With reference to the offer of proof, insofar as it related to the joint tenancy property, it would appear to have been assumed, in the hearing on the petition for distribution, either that the court had no jurisdiction in that proceeding to determine the question of title as between the estate and the widow to the properties claimed by the widow as surviving joint tenant, or that the decree establishing the fact of death was an adjudication as between the estate and the widow that the latter held title to the several parcels of real and personal property as surviving joint tenant. This is the only point which is properly before us on the appeal.
The executrix in her final account did not return as belonging to the estate any of the properties allegedly held in joint tenancy. From appellant's objections to the account it is difficult to determine whether he was attempting to put in issue the title to those properties and to require the executrix to account for them as properties of the estate. We may assume, however, that appellant thought he was raising that issue when he prayed for distribution to him of ‘20% of one-third of said estate’ and ‘that all of said estate be adjudged to be the separate property of decedent’ in view of hihis offer to prove that the estate consisted of all of the properties which we hav mentioned. We think we should assume that an attempt was made to place those matters in issue, because if an objection had been made that they were not in issue appellant might have been prompted thereby to amend his objections.
A proceeding for distribution is a proper one for the determination of questions of title to properties in which the testator had an interest and which are claimed by the executor as his own, adversely to the estate. It was the duty of respondent, as executrix, to account for all property of the estate. The property alleged to have been held in joint tenancy consisted of two parcels of real property in the County of Los Angeles, one promissory note secured by deed of trust, six bank accounts, and personal property constituting the equipment of a gas station. Decedent admittedly owned an interest in all of them during his lifetime. They came into the possession of the executrix upon the death of her husband. When she filed her final account and did not charge herself with any of the properties and the issue was raised, it was necessary for the court to determine whether she held all or any of the properties as executrix and for the benefit of the estate. This inquiry would have required a determination as to the nature of decedent's interest, whether the properties were held by him and his wife as joint tenants or otherwise. Best v. Coloneus, 1942, 56 Cal.App.2d 285, 132 P.2d 260, and cases therein cited.

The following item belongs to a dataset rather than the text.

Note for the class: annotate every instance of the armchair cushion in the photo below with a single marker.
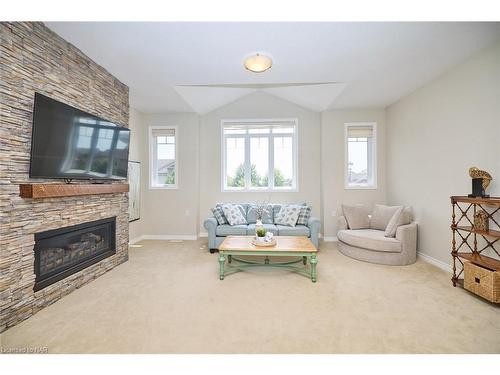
(370, 239)
(356, 216)
(382, 215)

A judgment establishing the fact of death in a proceeding under sections 1170 and 1175 of the Probate Code is not an adjudication of title. Under section 1174 it is only prima facie evidence of the fact of the death. It is not a judgment from which an appeal may be taken under section 1240 of the Probate Code.
In further proceedings appellant should be allowed to amend his objections to the account and petition for distribution; a determination should be made as to whether Jennie V. Geisler inherited any property from her father, and in this connection the court should consider the effect of the findings and judgment determining heirship. A determination will also be required as to whether the estate has any interest in the properties claimed by the widow as surviving joint tenant.
The order settling the account and for distribution is reversed, without costs to either party.
DESMOND, P. J., and PARKER WOOD, J., concur.